Speak up: the value of saying it out loud

Your voice is important. Make it matter.


(From left to right) Sophmores Christine Mun, Taylor Adams, and Morgan Chadwick  |  Amber Nunn/THE CHIMES

Zurich Lewis, Writer

As we find our footing once again for another semester, we are often reminded of why we are here at Biola, in college — to receive an education. Why? To pursue our dreams and to get a good job along the way. We all go through this experience, and an end always exists. But how can you make the most of it? How will you remember this time that you spent? Fondly? Regrettingly?

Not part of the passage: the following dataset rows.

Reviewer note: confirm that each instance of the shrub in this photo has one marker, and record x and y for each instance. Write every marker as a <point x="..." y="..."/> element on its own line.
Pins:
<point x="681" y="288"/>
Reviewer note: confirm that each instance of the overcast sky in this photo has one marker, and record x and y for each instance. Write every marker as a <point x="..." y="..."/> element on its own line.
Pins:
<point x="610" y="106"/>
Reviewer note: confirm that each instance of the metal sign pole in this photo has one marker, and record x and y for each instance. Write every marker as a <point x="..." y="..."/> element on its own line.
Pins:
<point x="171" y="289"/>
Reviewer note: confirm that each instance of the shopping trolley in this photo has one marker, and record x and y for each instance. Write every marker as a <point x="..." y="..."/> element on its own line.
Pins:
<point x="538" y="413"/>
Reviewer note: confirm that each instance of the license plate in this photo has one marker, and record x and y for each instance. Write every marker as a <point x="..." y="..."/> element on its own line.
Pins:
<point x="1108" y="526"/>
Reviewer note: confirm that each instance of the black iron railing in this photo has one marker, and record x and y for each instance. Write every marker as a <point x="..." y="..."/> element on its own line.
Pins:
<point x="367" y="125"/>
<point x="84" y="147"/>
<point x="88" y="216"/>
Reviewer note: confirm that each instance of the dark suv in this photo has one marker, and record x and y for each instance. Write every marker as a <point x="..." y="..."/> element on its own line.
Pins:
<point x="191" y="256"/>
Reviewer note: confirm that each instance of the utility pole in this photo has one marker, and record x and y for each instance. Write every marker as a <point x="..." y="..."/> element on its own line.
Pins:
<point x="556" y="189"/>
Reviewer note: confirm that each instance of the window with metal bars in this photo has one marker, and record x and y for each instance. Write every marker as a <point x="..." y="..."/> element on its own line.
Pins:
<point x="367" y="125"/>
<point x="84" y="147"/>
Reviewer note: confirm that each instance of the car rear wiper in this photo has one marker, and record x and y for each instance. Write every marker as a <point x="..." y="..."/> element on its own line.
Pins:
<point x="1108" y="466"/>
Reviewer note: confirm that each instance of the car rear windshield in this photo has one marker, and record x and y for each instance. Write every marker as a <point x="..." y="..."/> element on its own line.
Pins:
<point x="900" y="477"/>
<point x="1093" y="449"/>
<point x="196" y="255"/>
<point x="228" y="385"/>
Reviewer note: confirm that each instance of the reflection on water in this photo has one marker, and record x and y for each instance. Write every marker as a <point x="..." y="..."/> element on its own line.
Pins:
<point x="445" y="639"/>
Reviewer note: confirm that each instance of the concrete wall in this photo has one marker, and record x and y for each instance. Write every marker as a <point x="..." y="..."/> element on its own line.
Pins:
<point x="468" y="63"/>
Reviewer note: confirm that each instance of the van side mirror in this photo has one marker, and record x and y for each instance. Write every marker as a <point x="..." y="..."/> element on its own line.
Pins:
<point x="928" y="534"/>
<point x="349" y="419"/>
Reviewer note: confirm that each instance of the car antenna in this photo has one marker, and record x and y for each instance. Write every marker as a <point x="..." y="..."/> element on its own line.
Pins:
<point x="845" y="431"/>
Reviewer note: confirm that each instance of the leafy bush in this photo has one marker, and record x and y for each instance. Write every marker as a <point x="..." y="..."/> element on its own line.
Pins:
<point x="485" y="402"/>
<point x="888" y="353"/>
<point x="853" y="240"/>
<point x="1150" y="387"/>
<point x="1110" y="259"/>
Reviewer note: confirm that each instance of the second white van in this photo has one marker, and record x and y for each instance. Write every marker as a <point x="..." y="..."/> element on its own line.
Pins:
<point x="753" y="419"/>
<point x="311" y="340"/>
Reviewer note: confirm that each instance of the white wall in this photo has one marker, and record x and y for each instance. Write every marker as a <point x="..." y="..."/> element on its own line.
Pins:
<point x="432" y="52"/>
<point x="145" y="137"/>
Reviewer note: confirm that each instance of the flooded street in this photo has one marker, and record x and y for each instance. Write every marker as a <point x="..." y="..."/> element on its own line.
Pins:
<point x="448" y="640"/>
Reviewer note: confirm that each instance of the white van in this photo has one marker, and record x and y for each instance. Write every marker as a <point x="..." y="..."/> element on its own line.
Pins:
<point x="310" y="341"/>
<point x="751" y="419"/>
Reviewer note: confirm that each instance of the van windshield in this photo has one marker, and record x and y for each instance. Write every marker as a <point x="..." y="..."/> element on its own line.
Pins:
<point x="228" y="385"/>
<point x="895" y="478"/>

Today I find myself in this new position as opinions editor of the Chimes, hitting the ground running, gathering stories, fostering opinions and tackling the hard issues of our day. This job was not given to me because I was entitled, but rather because I worked hard and voiced my opinions in my time at Biola. The opinions I voiced were not what mattered — the passion did. Talking about what you love will attract people to you. Though they may not have that same opinion or that same love, seeing the twinkle in your eye and hearing the confidence in your voice will make them absolutely willing to listen because it is exciting.

This concept applies to conversational settings as well as many other venues. Should you find yourself in a classroom or a seminar and have even an inkling of doubt, want to know how the information applies in a different context or simply want clarification, then ask. Never live in fear of raising your hand or asking for the microphone, because chances are others are thinking the exact same thing. Even if they are not, then congratulations, you just contributed to the discussion by bringing a whole new perspective to the table.

Active listening is key to speaking up. I do not advocate speaking up to be “that guy” or even to get over a fear. It is OK to want to be “that guy,” but you must ask a valid, substantive question in order to achieve all the aforementioned goals.

In this way you will sharpen yourself to become a better communicator and a better person. Whatever you are thinking may sound like common sense to you, but when talking it out, you may realize a flaw in your logic. Making this a habit, orally or in writing, will make you that much more effective in expressing and understanding what you believe and how you can work with others to make your dreams happen.

Speak up, because you do not want to regret missing your opportunity. Speak up to live your life for God. Speak up because you have something to say.